Parallèlement, les élites californiennes qui nous le vendent bâtissent pour elles de belles villes fortifiées, pleines d'espaces verts fleuris, d'appartements lumineux et d'écoles sans écrans pour leurs gosses. Elles rêvent, comme l'affirme le sociologue Douglas Rushkoff dans Survival of the Richest (Norton&Company, 2022), d'Apocalypse, et de sécession avec le commun des mortels. Elles se radicalisent vers l'autoritaire, écrivait récemment Mediapart. On sait depuis 1995 que la "Californian Ideology" théorisée par Barbrook et Cameron, dissimule un projet conservateur et réactionnaire dans un décor de futurisme hérité des années 50, comme la série animée Les Jetsons. La seule chose qui a changé en 2024, c'est que la dissimulation ne fonctionne plus.
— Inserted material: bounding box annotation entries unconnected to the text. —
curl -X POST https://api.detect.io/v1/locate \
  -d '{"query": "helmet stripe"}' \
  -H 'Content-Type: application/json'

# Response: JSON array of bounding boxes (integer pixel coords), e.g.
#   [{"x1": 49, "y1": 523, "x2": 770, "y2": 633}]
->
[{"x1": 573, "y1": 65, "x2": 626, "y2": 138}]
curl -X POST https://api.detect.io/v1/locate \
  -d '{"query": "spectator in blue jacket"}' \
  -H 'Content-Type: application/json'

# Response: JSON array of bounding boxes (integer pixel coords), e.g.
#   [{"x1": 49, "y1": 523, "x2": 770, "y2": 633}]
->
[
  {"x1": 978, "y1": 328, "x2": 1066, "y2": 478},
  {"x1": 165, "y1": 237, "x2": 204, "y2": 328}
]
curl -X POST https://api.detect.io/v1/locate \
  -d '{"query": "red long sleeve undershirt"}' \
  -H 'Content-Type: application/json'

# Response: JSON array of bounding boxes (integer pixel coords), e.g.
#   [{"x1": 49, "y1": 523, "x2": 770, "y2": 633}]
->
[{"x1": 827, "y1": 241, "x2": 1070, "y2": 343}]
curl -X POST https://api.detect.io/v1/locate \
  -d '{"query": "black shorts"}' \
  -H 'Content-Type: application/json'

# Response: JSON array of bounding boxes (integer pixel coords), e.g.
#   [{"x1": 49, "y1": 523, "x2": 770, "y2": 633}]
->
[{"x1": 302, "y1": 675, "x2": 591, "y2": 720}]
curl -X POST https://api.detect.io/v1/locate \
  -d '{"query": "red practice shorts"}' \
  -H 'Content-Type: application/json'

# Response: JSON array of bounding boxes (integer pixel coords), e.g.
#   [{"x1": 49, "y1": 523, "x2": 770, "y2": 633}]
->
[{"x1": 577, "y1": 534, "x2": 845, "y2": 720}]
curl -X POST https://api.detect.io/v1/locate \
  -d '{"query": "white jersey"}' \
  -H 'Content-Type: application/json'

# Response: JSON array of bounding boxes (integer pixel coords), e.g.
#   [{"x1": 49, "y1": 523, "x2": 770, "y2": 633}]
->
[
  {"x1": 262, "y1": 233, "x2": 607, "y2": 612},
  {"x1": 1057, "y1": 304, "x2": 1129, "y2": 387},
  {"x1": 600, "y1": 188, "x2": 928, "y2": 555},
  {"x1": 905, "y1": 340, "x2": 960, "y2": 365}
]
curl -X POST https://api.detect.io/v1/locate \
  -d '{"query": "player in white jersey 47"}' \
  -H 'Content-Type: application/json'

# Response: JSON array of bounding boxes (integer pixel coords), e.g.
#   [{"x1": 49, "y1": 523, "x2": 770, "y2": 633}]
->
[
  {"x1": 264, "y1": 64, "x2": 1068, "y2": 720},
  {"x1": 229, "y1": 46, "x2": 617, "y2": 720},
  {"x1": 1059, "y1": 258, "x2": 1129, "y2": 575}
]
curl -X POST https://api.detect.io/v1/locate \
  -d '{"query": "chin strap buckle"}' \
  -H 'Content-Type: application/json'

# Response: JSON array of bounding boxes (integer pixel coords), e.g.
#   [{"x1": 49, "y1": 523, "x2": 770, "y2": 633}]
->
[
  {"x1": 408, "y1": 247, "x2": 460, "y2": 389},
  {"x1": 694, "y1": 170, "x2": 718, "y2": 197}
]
Alors, quand la ficelle est trop grosse, l'escroquerie trop évidente, même pour une presse largement analphabète de la techno-critique, les patrons s'énervent, montrent les dents. Ils savent que refuser leur récit déterministe, dans lequel nous devrions automatiquement adopter leurs gadgets techniques simplement parce qu'ils les ont conçus, c'est refuser aussi l'inféodation automatique à leur régime. Pour que les rapports de force s'inversent, le scepticisme d'une partie de la société civile ne suffit pas. Il doit devenir le mode de réflexion par défaut de la presse face aux prophéties techniques venues de Californie. Nos préconceptions journalistiques doivent s'inverser : face à la banalité du délire, nous devons maintenant  partir du principe que le futur imaginé par l'oligopole de la tech n'existe pas, sauf preuve du contraire, et refuser toute couverture journalistique au conditionnel. Nous ne devons plus croire à leurs fadaises. Les entreprises de la tech, arnaque après arnaque, ont perdu le privilège de notre confiance.